- 1 Introduction
- 2 What is HAAR Cascade?
- 3 How HAAR Cascade Works?
- 4 HAAR Cascade vs CNN
- 5 HAAR Cascade File Download
- 6 HAAR Cascade Using OpenCV Python
- 7 Conclusion
In this article, we will be taking a thorough look into the HAAR cascade family of classifiers. It is quite popular in the computer vision community for being excellent object detectors and classifiers due to the fact that they are lightweight, easy to use, and have a very high inference speed. We will explain to you how HAAR Cascade works and then show you how to perform face detection with HAAR Cascade in OpenCV.
What is HAAR Cascade?
HAAR cascade is a feature-based algorithm for object detection that was proposed in 2001 by Paul Viola and Michael Jones in their paper, “Rapid Object Detection using a Boosted Cascade of Simple Features”.

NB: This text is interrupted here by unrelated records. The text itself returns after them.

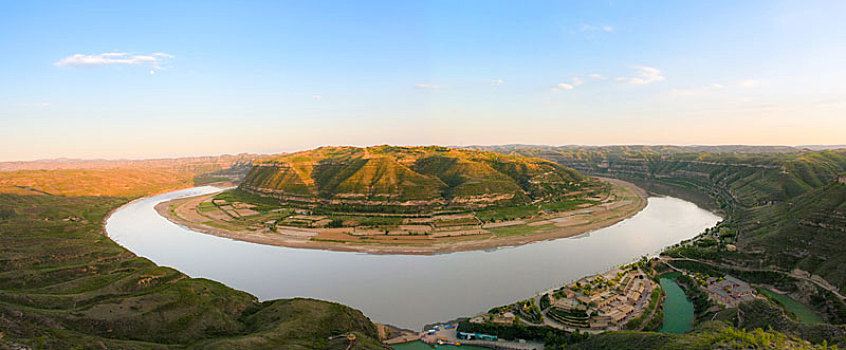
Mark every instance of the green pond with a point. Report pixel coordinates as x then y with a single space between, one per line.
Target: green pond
802 312
678 310
419 345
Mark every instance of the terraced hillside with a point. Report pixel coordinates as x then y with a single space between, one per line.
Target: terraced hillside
65 285
409 176
785 205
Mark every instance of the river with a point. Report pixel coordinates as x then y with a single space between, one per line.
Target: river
402 290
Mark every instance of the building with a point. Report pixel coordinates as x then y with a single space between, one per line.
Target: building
505 319
730 291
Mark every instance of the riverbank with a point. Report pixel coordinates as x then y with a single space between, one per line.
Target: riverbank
519 232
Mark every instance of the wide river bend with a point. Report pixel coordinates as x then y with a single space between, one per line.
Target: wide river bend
402 290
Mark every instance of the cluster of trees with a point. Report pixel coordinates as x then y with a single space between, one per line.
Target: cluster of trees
552 338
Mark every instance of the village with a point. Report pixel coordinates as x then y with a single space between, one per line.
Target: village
241 215
592 304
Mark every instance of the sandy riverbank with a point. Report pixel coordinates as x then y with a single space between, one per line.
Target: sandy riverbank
183 215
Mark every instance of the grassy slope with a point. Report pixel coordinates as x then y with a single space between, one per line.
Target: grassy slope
64 284
409 173
711 335
777 199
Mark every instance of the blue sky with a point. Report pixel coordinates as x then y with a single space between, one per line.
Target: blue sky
157 79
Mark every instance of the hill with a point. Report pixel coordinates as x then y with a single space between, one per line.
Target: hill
64 284
408 176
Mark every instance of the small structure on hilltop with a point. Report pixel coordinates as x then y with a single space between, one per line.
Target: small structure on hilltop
729 291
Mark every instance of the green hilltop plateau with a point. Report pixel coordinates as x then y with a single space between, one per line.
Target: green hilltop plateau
429 177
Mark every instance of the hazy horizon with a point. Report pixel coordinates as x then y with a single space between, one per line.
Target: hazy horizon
106 80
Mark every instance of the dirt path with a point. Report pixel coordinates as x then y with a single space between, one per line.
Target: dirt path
574 224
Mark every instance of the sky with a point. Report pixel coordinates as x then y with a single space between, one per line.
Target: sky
128 80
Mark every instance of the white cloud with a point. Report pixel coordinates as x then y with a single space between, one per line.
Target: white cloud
589 28
643 75
425 86
154 60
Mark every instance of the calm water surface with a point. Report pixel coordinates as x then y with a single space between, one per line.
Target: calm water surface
402 290
678 310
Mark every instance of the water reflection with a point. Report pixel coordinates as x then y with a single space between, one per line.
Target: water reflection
402 290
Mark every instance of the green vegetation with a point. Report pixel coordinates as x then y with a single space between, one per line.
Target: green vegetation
710 335
64 284
793 307
763 313
384 177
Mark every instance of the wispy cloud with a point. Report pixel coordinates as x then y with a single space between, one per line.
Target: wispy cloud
564 86
577 81
154 60
750 83
590 28
597 76
427 86
643 75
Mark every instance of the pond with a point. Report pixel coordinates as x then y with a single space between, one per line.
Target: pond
678 310
403 290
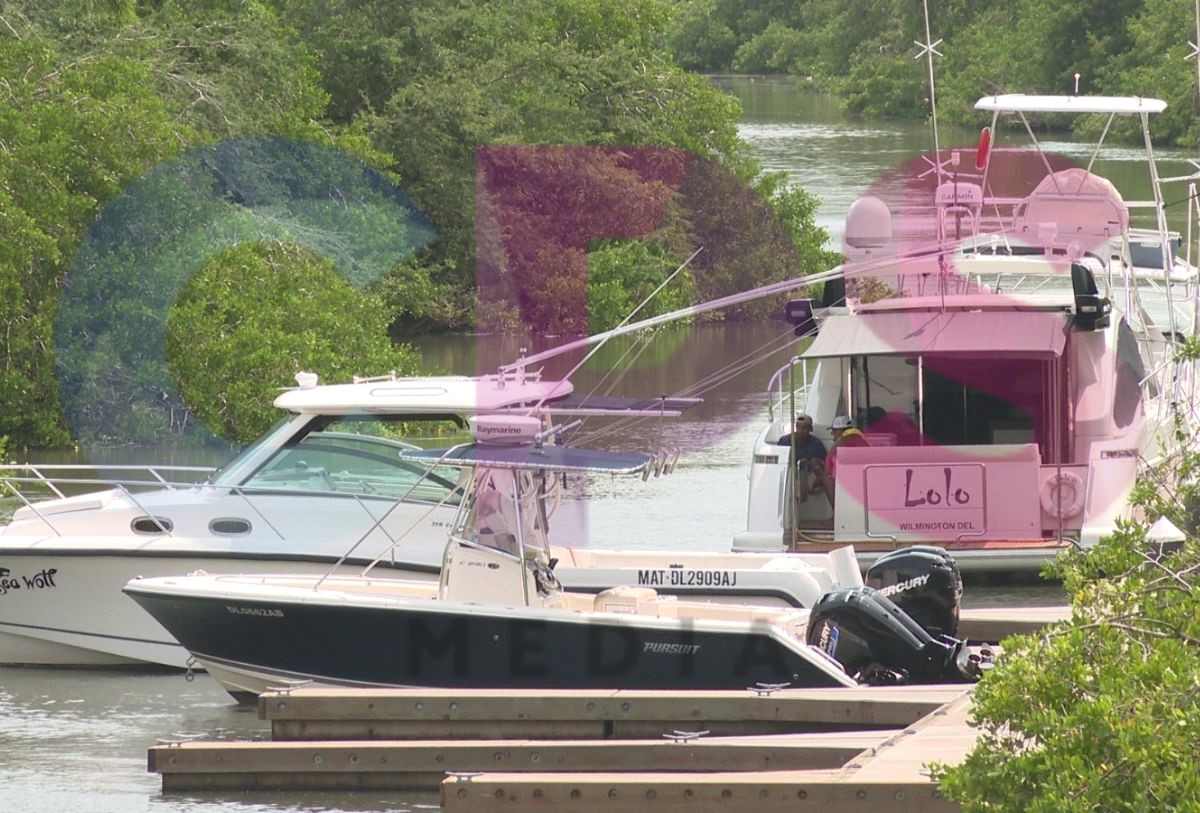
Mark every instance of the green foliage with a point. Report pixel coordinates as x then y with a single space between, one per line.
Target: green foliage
433 82
258 314
1101 712
623 273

The original implementation is used to detect the frontal face and its features like Eyes, Nose, and Mouth. However, there pre-trained HAAR cascade available in their GitHub for other objects as well like for full body, upper body, lower body, smile, and many more.
How HAAR Cascade Works?
In their paper, the author presented a new and faster method of processing images and detecting faces using rectangular features as shown below. The rectangular features which are similar to the kernel are used to detect different features of the face like eyes and notes as shown in the illustration.
The rectangular features are slid across the image and the sum of the pixel that lies in the white part is subtracted from the sum of the pixels falling in the black part.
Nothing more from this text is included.